Andrew Scott has revealed a fiddly cigarette lighter ruined his scene in Sam Mendes’s new war film 1917.

The Fleabag star makes a brief appearance in the movie, filmed as if in one long take, and admitted he was responsible for versions of his scene being unusable.

He told a London press conference for the film: “You have to work alongside the camera team and the extras but the great challenge of it is you don’t want to mess it up, because you’re only in it for five minutes, you don’t want to be that guy.

“The great challenge is if you make a mistake in minute four or five you have to do it all again from the beginning.”

Asked who made the most mistakes and ruined a take, director Mendes joked: “Andrew, in his only scene, made more mistakes than anyone else.”

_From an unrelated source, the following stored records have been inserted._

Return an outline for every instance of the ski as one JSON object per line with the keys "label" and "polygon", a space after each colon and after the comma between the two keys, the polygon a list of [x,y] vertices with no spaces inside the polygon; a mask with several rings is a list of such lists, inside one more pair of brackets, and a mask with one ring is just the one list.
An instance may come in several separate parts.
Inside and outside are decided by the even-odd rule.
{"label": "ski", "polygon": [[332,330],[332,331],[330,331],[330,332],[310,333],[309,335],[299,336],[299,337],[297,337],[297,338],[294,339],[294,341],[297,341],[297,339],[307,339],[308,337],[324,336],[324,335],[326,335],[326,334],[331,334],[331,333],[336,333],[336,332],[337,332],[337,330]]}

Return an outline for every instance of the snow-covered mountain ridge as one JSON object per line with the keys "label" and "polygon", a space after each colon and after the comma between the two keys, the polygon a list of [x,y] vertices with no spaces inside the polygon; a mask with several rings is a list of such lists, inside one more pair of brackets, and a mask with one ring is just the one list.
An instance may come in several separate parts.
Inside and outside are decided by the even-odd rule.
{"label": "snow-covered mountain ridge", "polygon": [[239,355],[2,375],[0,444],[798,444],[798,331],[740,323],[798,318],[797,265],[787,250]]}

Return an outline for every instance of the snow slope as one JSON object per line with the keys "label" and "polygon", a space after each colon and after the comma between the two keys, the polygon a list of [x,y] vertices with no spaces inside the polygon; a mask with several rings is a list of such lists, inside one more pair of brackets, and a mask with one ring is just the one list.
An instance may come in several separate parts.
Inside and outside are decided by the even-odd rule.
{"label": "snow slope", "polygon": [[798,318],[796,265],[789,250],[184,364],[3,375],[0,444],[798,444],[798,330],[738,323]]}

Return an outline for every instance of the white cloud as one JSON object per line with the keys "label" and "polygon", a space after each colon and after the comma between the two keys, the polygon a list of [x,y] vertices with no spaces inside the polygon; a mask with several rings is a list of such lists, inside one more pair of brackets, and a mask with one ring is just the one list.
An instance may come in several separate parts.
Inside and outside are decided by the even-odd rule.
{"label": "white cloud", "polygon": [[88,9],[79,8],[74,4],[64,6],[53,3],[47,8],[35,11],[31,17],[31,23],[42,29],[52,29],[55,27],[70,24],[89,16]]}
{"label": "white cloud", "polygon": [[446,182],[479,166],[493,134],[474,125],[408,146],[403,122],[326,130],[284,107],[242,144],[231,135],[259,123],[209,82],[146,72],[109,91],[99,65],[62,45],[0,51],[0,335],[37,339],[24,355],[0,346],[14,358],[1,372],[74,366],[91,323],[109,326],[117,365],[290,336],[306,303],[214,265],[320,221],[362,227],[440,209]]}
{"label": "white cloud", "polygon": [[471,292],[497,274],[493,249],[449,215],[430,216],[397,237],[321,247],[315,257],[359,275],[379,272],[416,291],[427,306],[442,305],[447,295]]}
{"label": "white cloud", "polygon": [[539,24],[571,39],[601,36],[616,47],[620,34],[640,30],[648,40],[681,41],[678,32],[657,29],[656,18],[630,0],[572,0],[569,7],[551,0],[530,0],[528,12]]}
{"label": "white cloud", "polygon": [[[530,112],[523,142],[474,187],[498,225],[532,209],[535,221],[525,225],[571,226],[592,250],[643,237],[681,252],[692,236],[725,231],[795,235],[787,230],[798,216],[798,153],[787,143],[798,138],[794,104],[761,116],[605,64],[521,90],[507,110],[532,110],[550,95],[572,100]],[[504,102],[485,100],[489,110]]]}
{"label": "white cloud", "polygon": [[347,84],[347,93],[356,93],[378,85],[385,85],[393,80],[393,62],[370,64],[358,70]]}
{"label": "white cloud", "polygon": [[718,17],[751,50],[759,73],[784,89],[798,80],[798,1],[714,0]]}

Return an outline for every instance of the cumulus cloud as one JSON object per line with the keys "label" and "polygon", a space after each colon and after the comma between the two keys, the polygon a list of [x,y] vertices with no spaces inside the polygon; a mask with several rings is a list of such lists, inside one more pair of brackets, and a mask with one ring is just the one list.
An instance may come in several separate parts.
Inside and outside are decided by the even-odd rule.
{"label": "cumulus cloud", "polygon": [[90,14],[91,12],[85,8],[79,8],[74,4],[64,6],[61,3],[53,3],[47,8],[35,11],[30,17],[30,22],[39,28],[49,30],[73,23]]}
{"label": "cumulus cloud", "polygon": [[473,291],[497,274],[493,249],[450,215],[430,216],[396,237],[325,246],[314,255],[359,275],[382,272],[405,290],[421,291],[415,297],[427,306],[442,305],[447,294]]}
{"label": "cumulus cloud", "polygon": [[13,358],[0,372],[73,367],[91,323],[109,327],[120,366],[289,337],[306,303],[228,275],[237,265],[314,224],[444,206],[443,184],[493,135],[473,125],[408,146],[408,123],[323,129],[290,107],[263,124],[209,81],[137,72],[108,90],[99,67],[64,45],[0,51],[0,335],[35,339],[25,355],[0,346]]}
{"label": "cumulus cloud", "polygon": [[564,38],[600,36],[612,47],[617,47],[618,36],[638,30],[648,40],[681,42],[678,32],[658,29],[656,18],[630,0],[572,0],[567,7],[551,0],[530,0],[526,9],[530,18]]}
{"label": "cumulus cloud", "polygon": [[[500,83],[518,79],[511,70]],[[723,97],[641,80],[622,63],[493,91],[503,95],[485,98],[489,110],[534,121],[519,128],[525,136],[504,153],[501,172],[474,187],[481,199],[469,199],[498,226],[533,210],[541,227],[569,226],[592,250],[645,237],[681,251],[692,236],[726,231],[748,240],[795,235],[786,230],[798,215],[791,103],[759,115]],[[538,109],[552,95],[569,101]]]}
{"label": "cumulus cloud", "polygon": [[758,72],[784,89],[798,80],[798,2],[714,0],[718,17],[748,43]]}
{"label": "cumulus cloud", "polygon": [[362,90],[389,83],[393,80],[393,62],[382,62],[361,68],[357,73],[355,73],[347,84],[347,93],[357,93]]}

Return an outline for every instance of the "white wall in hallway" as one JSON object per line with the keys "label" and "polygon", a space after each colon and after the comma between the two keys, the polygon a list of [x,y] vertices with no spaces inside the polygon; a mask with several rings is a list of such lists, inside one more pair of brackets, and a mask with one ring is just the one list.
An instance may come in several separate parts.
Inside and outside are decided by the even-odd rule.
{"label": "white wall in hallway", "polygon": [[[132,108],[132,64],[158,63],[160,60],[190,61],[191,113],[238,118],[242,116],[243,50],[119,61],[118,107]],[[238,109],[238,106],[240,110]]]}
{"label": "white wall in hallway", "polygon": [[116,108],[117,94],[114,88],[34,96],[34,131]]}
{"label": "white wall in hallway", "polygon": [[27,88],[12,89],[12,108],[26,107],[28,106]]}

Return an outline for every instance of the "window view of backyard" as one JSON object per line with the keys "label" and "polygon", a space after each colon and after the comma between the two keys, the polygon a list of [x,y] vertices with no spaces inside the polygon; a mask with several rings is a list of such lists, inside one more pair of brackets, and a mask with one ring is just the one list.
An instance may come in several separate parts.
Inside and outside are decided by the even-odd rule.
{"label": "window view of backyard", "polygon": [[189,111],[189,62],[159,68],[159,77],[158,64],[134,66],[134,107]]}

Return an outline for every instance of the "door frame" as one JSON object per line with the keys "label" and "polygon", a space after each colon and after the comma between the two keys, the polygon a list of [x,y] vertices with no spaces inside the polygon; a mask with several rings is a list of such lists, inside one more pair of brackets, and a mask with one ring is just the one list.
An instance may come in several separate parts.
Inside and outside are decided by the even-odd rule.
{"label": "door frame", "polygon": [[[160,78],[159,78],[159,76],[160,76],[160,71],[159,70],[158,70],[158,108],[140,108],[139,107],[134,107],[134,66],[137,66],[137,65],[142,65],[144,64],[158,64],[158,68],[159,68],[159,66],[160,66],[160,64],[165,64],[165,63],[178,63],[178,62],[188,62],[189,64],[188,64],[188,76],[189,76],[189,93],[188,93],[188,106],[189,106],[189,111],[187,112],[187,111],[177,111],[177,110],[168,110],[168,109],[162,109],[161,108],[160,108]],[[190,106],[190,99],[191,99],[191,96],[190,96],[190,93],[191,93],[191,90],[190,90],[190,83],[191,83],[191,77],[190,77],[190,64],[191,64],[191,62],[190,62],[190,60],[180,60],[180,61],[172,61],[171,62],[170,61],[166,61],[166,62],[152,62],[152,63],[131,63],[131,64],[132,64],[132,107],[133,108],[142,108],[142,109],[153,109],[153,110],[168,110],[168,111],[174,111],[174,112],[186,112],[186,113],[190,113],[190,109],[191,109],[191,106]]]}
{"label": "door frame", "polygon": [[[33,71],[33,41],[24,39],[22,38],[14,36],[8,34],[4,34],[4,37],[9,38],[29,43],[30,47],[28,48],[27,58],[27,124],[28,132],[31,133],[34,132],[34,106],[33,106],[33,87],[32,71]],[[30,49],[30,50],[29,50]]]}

Scott replied: “Never smoke, never use a cigarette lighter.”

Mendes continued: “You have seven minutes of magic and then if someone trips or a lighter doesn’t work you have to start again and none of it is usable.

Director Sam Mendes at the 1917 world premiere
Director Sam Mendes at the 1917 world premiere (Ian West/PA)

“We did see-saw between thinking ‘Why are we doing this to ourselves?’ and ‘This is the only way to work’.”

However actor George MacKay, who has a long-running scene towards the end of the film, said sometimes mistakes improved the finished product.

He said: “Sometimes you got mistakes that are beautiful. There is a big run towards the end, I’m going one way and there are a lot of men going horizontal and I just got clattered.

1917 World Premiere – London
George MacKay, left, director Sam Mendes and Dean-Charles Chapman, right, at the premiere (Ian West/PA)

“I didn’t intend to get hit in the way I did but it ended up being real and made it into the film.”

The film, which follows two young soldiers as they are sent to deliver a message to another company that could save hundreds of lives, was inspired by stories told to Mendes by his grandfather.

He said: “I had this idea of the story my grandfather told me of carrying a message but the problem of the First World War in general is it’s a war of paralysis.

“It was only when I started researching it and came here and found this time in 1917 when the Germans retreated, and the land they were fighting over was abandoned, there seemed to be a story possible to tell of this epic journey.

“One of the reasons the First World War is not as represented in movies as the Second World War was the nature of the war was quite static.”

Discussing his decision not to end the film with the end of the war, Mendes said: “I was very conscious not to make it a history lesson.

“We know how the war ended but I felt it happened to be two British soldiers but could have easily been two German soldiers.

“It was about the experience of war and not the historical moment. Through the micro, through individuals, you only begin to understand the macro, the detail of one man’s experience, you see the panorama of death and destruction.

“Sometimes I feel like because you could go anywhere in cinema, your eyes get bigger than your stomach, to express the vastness of war, but there is always a human being and that was very deliberate and I’m pleased it’s making a connection.”

Asked how many cuts there are in the film, cinematographer Roger Deakins said: “That is a secret but you can probably work it out.

“We shot somewhere around 65 days and the longest take was probably nine minutes, so do the maths.”

He added: “The major difficulty was getting across the terrain and doing some of the really intense, sensitive scenes and making it all feel like a piece.

“You’re using a lot of different techniques, the trick was trying to make it feel like one camera all the time – that was the biggest challenge, that and the weather.”

1917 is released in UK cinemas on January 10 2020.